The Murray is a residential area in the new town of East Kilbride, in South Lanarkshire, Scotland; it lies immediately to the south-west of the town centre (access for pedestrians is mainly via underpasses beneath the A726 Queensway), and adjacent to the Westwood, Greenhills and Whitehills neighbourhoods to the west, south-west and south-east respectively.  

The Murray was the first new town development in the area and as such contains the oldest council housing in the town. However, much of this is currently undergoing renovation to improve its condition. Much of the original housing was paid for by Rolls-Royce, as it was intended as accommodation for the workers attracted to the town by the firm's factory.

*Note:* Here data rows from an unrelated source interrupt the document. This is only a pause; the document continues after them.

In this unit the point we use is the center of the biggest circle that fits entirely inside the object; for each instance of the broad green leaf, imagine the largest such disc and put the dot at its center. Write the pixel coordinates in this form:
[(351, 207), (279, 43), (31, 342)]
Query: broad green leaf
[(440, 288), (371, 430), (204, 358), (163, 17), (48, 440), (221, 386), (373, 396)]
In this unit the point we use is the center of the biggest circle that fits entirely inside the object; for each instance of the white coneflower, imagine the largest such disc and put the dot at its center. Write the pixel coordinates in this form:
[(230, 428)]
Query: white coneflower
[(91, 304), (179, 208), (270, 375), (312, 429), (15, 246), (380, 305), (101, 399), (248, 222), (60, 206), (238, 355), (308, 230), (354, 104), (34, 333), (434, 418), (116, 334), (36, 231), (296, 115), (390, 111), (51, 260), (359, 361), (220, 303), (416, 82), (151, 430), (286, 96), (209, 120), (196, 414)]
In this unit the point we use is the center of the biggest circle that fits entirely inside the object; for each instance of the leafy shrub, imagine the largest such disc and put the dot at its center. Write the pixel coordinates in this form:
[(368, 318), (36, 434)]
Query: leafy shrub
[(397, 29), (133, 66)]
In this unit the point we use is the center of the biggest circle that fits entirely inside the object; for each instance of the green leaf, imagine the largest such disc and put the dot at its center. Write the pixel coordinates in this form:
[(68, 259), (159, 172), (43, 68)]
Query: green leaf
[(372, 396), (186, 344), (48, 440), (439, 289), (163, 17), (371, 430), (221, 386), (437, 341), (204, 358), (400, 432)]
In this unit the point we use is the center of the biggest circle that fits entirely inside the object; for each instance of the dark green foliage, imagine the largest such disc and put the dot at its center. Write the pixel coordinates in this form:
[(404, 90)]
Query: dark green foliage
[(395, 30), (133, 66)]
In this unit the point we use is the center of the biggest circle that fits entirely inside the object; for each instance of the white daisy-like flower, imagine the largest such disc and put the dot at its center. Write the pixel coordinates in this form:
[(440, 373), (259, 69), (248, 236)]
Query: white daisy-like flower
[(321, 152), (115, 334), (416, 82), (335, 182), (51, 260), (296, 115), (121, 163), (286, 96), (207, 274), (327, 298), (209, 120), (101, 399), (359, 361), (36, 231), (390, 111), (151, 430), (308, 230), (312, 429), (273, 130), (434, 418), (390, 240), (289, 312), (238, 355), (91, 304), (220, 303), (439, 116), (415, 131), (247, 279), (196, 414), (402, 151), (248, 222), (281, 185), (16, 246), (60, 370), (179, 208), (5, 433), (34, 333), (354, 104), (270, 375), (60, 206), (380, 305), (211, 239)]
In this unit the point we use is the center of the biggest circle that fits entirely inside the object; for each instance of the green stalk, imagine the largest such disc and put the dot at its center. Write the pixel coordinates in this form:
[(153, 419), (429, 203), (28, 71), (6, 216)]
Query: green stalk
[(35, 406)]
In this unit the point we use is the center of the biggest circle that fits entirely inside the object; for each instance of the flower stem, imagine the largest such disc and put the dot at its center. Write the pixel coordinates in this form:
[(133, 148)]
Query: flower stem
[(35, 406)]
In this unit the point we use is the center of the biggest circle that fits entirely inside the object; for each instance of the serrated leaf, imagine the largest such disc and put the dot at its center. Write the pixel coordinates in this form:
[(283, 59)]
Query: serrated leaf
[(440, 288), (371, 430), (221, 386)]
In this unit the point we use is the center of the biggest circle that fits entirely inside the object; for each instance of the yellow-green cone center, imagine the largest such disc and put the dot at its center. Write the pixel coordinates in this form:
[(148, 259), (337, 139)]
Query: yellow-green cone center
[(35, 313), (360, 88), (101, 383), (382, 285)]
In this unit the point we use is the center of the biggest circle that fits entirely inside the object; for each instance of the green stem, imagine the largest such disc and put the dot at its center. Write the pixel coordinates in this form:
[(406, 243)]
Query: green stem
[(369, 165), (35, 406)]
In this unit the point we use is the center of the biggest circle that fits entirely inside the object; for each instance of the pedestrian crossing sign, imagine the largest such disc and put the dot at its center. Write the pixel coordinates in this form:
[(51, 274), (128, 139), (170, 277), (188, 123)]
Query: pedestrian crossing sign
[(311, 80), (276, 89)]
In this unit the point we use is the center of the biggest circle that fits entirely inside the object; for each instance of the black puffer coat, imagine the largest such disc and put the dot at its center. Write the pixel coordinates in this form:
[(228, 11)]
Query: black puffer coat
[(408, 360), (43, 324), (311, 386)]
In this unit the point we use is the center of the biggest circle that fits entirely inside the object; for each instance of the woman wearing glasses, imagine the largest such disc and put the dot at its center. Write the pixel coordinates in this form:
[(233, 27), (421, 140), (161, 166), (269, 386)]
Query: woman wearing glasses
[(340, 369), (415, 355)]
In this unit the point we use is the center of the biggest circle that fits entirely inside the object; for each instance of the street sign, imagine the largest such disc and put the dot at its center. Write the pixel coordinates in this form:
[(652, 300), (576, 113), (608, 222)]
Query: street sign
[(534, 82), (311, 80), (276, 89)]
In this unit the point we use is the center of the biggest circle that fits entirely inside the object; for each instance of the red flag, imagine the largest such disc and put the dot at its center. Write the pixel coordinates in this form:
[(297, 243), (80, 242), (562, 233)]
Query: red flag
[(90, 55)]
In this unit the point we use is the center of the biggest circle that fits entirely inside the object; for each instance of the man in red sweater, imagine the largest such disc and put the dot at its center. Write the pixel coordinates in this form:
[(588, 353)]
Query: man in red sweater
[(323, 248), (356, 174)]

Among the first generation of children to live there was the actor John Hannah. Like the other original neighbourhoods in East Kilbride, it contains a mix of flats in cuboid-shaped buildings and more traditional tenements individual houses in terraces and semi-detached pairs and three tower blocks on the northern periperhy close to the town centre, with basic recreational facilities and a 'village square' of local shops and amenities.

Most of the streets in the area are named for prominent Scots, such as:
- Livingstone Drive (David Livingstone, Christian medical missionary 1813–1873) 
- Owen Avenue (Robert Dale Owen, Scottish-born U.S. social reformer and anti-slavery campaigner 1801–1877) 
- Bell Green (Alexander Graham Bell, 1847–1922)
- Telford Road (Thomas Telford, engineer and noted bridge builder 1757–1834)
- Liddell Grove (Eric Henry Liddell, record-breaking athlete who won Gold and bronze medals in the 1924 Paris Olympic Games 1902–1945) 
- Dale Avenue (David Dale, Businessman and Merchant famous for establishing the New Lanark Mills 1739–1806)
- Slessor Drive (Mary Slessor, Missionary and advocate of woman's rights 1848 1915)
- Simpson Drive (James Young Simpson, doctor and important figure in early anesthesia  1811–1870)

Many people dispute whether to use the definite article in the name; however, it is labelled as 'The Murray' on most maps.